Wrenching the general populace above bottom-barrel poverty was done on the
back of twentieth-century prosperity (ie: progressive taxation) but there is
no such progressive taxation scheme for property tax (ie: property taxes are
exceedingly complicated and many deductions are available). It is only prudent
that other (new and exotic) means of wealth redistribution are attempted.

------
Boothroid
Perhaps a little inland from the coast, but I was in Palm Springs 10 years
ago, and then again this year and was struck by what seemed like a general
deterioration in the town, as well as the number of homeless people - I don't
remember seeing a single homeless person on my first trip. Very sad to see.
These intertwined economic/social problems seem to be the most difficult to
solve, or is it just lack of willingness to do something about it by elites or
society as a whole?

An idea that has crossed my mind before is: how expensive would it be to
provide the homeless the very bare minimum of survival i.e. food, shelter,
most basic healthcare, even free alcohol?

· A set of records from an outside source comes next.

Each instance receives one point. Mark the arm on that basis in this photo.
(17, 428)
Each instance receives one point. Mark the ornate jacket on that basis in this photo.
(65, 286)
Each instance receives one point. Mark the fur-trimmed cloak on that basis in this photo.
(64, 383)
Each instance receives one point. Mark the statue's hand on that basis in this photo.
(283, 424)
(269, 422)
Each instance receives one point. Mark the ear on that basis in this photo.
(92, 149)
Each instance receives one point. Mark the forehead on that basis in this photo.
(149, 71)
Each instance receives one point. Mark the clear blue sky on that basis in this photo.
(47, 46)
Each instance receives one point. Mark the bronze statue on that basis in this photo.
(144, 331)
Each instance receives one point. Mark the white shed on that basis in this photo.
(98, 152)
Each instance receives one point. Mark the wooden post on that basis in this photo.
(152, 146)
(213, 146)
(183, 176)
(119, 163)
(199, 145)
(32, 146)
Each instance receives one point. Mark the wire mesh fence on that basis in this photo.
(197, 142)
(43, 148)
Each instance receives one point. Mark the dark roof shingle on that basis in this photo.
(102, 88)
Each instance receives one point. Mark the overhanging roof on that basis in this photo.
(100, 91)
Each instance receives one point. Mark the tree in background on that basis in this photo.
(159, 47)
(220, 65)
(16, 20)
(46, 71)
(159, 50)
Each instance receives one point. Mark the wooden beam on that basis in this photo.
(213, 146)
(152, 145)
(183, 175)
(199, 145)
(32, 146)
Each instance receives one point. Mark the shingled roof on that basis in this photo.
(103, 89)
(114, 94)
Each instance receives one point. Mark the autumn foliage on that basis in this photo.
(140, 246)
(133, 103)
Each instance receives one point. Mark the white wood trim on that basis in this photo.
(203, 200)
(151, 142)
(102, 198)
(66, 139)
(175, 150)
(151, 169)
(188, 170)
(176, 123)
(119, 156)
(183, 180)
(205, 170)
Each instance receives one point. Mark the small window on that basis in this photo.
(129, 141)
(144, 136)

Why don't we just accept that some
people are going to fall through the cracks and save ourselves the delusion
that we are going to be able to get them off drugs/reintroduce them to
employment etc., and take care of their needs in the simplest and cheapest way
possible?

The current economy is pretty good at casting aside those it deems
economically worthless. Is it really so tricky to just accept this and pay to
look after them?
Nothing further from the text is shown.